Frank Sinatra announced in 1960 that he would produce a film adaptation of The Execution of Private Slovik, with the screenplay to be written by Albert Maltz, who was one of the Hollywood 10 blacklisted after they refused to testify to the House Un-American Activities Committee (HUAC) in the McCarthy era. This announcement evoked tremendous outrage, with Sinatra accused of being a Communist sympathizer. As he was campaigning for John F. Kennedy for president of the United States, the Kennedy campaign became concerned and prevailed upon Sinatra to cancel the project. Sinatra sold its film rights to Richard Dubelman in 1969 for “close to $100,000” or approximately 2 1/2 times its original price. It was Dubelman's debut as a feature film producer despite Universal Pictures acquiring the project for both Richard Levinson and William Link three years later in 1972.

==Reception==
John J. O'Connor of The New York Times praised NBC, Levinson and Link for their participation in the project, but added that it was also part of the problem with the film when he explained, "The production is striving for provocative drama. The book is brilliant journalism. The one form doesn't necessarily have anything to do with the other." He was appreciative of Sheen's "intensely sincere portrayal" of Slovik but noted that the actor was "given no secure 'handle' on the character. Eddie is always seen through the eyes of others. His letters are reduced to voiceover narration delivered in child‐like monotony." He also wrote about Johnson having "overcompensated in attempting to create dramatic tension" and that the two sequences pertaining to the execution were "drawn out to self-defeating lengths."

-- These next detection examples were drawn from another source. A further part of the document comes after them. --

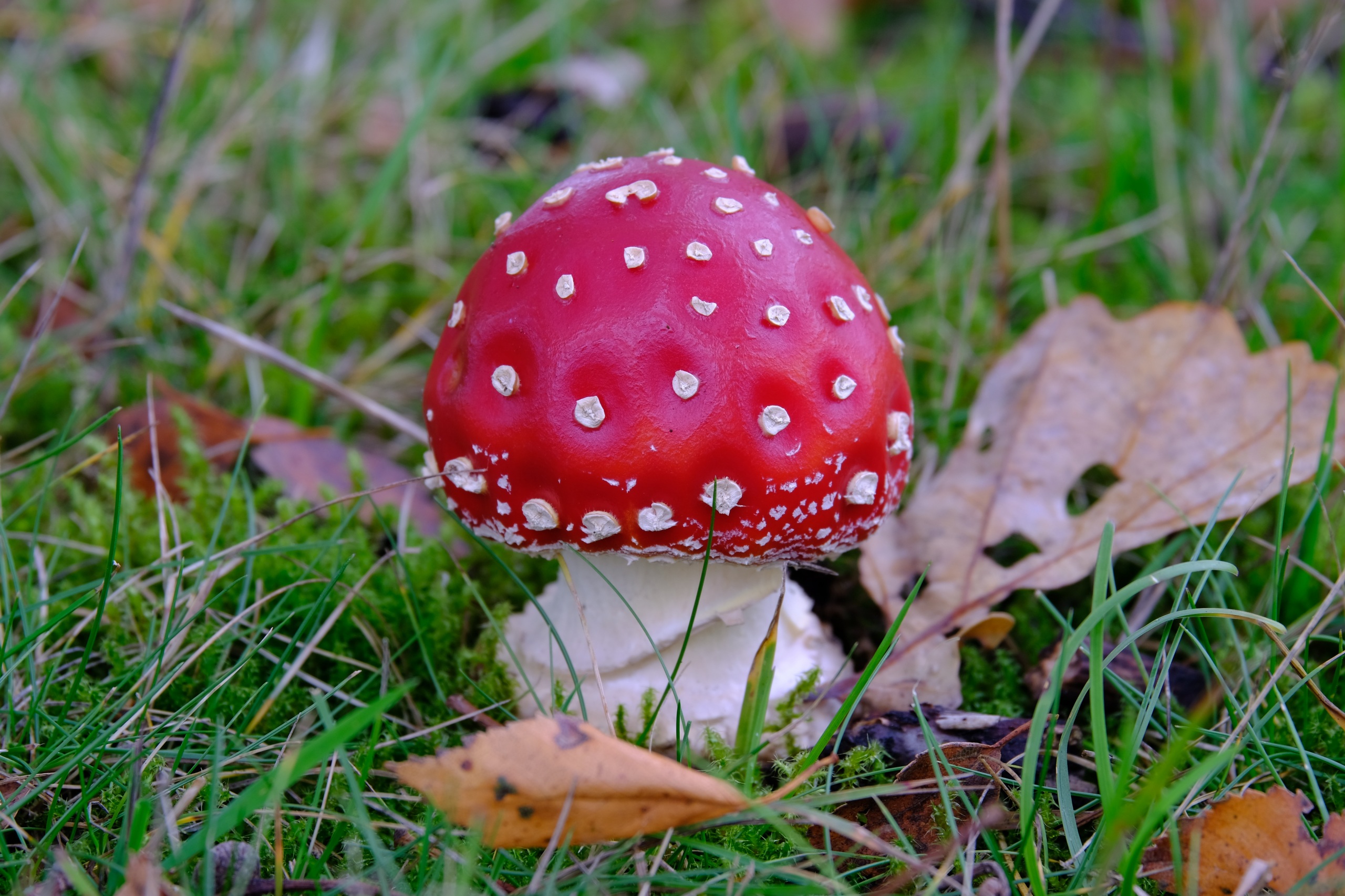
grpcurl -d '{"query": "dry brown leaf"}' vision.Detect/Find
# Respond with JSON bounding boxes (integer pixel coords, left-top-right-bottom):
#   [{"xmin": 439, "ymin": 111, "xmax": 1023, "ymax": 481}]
[
  {"xmin": 105, "ymin": 379, "xmax": 444, "ymax": 536},
  {"xmin": 860, "ymin": 297, "xmax": 1345, "ymax": 707},
  {"xmin": 389, "ymin": 716, "xmax": 748, "ymax": 849},
  {"xmin": 1143, "ymin": 787, "xmax": 1345, "ymax": 896},
  {"xmin": 105, "ymin": 379, "xmax": 315, "ymax": 502},
  {"xmin": 250, "ymin": 439, "xmax": 445, "ymax": 536},
  {"xmin": 809, "ymin": 743, "xmax": 1003, "ymax": 856}
]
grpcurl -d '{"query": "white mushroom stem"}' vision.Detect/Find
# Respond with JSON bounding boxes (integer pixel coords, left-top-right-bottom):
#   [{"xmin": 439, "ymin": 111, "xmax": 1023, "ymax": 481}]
[{"xmin": 499, "ymin": 553, "xmax": 849, "ymax": 749}]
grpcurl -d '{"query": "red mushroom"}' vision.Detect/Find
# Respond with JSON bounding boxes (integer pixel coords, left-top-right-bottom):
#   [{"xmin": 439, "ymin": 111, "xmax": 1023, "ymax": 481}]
[{"xmin": 423, "ymin": 149, "xmax": 911, "ymax": 743}]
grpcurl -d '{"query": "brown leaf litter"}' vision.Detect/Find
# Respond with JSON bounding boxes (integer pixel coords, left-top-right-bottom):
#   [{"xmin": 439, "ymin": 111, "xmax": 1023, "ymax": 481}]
[
  {"xmin": 860, "ymin": 297, "xmax": 1345, "ymax": 709},
  {"xmin": 104, "ymin": 379, "xmax": 445, "ymax": 536},
  {"xmin": 389, "ymin": 716, "xmax": 749, "ymax": 849},
  {"xmin": 836, "ymin": 705, "xmax": 1028, "ymax": 766},
  {"xmin": 809, "ymin": 732, "xmax": 1018, "ymax": 856},
  {"xmin": 1143, "ymin": 787, "xmax": 1345, "ymax": 896},
  {"xmin": 1023, "ymin": 638, "xmax": 1208, "ymax": 711}
]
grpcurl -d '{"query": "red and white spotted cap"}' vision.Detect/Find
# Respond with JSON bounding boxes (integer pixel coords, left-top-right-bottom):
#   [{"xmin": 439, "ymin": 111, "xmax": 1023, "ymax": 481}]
[{"xmin": 423, "ymin": 149, "xmax": 911, "ymax": 564}]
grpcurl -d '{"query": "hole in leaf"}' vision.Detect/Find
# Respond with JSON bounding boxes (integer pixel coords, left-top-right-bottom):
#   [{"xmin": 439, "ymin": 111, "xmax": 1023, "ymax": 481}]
[
  {"xmin": 982, "ymin": 532, "xmax": 1041, "ymax": 569},
  {"xmin": 1065, "ymin": 464, "xmax": 1120, "ymax": 517}
]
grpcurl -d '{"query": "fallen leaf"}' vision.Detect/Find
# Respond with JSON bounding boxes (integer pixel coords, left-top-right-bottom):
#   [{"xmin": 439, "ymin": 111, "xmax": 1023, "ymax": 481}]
[
  {"xmin": 860, "ymin": 297, "xmax": 1345, "ymax": 709},
  {"xmin": 1142, "ymin": 787, "xmax": 1345, "ymax": 896},
  {"xmin": 117, "ymin": 851, "xmax": 178, "ymax": 896},
  {"xmin": 387, "ymin": 716, "xmax": 748, "ymax": 849},
  {"xmin": 809, "ymin": 743, "xmax": 1006, "ymax": 856},
  {"xmin": 250, "ymin": 439, "xmax": 445, "ymax": 536}
]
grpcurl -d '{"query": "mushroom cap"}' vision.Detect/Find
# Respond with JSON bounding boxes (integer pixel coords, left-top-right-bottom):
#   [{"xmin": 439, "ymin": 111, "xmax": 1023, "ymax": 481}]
[{"xmin": 423, "ymin": 151, "xmax": 911, "ymax": 564}]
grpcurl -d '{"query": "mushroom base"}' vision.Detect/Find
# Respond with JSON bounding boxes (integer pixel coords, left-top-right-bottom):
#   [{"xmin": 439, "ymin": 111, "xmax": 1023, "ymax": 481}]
[{"xmin": 499, "ymin": 554, "xmax": 847, "ymax": 752}]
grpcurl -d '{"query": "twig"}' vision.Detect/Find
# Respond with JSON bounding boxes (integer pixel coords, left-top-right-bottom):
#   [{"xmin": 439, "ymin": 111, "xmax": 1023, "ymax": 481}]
[
  {"xmin": 377, "ymin": 700, "xmax": 509, "ymax": 749},
  {"xmin": 0, "ymin": 234, "xmax": 89, "ymax": 420},
  {"xmin": 1280, "ymin": 249, "xmax": 1345, "ymax": 330},
  {"xmin": 1200, "ymin": 3, "xmax": 1340, "ymax": 303},
  {"xmin": 527, "ymin": 778, "xmax": 580, "ymax": 893},
  {"xmin": 245, "ymin": 551, "xmax": 396, "ymax": 733},
  {"xmin": 106, "ymin": 0, "xmax": 204, "ymax": 312},
  {"xmin": 159, "ymin": 299, "xmax": 429, "ymax": 445},
  {"xmin": 555, "ymin": 553, "xmax": 616, "ymax": 736},
  {"xmin": 0, "ymin": 258, "xmax": 42, "ymax": 321}
]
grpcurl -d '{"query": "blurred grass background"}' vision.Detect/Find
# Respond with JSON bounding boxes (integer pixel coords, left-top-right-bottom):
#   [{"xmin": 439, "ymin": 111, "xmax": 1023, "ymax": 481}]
[{"xmin": 0, "ymin": 0, "xmax": 1345, "ymax": 892}]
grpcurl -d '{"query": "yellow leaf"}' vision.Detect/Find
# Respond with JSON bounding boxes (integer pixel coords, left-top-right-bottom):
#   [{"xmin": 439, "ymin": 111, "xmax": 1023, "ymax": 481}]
[
  {"xmin": 389, "ymin": 716, "xmax": 748, "ymax": 848},
  {"xmin": 860, "ymin": 297, "xmax": 1345, "ymax": 709}
]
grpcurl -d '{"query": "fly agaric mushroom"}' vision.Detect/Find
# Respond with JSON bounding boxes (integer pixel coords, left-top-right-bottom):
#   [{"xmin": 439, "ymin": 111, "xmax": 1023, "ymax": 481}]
[{"xmin": 425, "ymin": 149, "xmax": 911, "ymax": 744}]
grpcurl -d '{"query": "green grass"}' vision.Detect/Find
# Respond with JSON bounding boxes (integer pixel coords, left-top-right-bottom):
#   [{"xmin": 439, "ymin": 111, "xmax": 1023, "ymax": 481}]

Television critic Matt Zoller Seitz in his 2016 book co-written with Alan Sepinwall titled TV (The Book) named The Execution of Private Slovik as the third greatest American TV-movie of all time, behind Duel (1971) and The Positively True Adventures of the Alleged Texas Cheerleader-Murdering Mom (1993). Seitz praised Martin Sheen's performance as "one of his finest" and stated that the film is "as close to a perfect character study as network TV has produced, quietly outraged yet somehow resolutely unsentimental".

==Historical accuracy==
The military service record of Slovik, which is now a public archival record available from the Military Personnel Records Center, provides a detailed account of his actual execution. It was upon this that most of the film was based.

==In popular culture==
- The 1963 World War II film The Victors includes a scene depicting the Christmas Eve execution of a GI deserter modeled after Slovik, accompanied by a Sinatra Christmas recording.
- In Kurt Vonnegut's 1969 novel Slaughterhouse-Five, Billy Pilgrim finds an abandoned copy of Huie's book about Slovik and reads through it while in a waiting room.
- The Canadian novel Execution and its adaptations tell a similar tale, based on the execution of Canadian soldier Harold Pringle for desertion in World War II.